Luke hugged him back, the irritation subsiding as he absorbed the smell of motor oil and leather and soap that clung to his brother’s standard uniform of battered jeans, T-shirt and biker jacket.

Standing back, Jack gripped Luke’s shoulders. ‘Good to see you, too, big bro,’ he said, still smiling that killer smile, then signalled to the bartender.

Luke sat, fighting the dumb lump of something closing his throat.

Jack was a pain in the butt, he always had been, and after this afternoon he probably wouldn’t see him again for another year, because his brother was currently drifting his way through Europe doing odd jobs, as far as he knew.

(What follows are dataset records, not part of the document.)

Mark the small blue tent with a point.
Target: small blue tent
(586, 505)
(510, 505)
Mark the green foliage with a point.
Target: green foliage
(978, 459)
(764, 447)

‘What you having?’ Jack asked, as if the last time they’d seen each other had been a week ago, instead of close to twelve months by Luke’s count.

The barmaid, who’d been super surly when Luke had walked in forty-five minutes ago, hurried over to take Jack’s order as if someone had lit a fire under her butt.

Funny that. But then, Jack tended to have that effect on women. The more laid-back he was, the more attentive they became.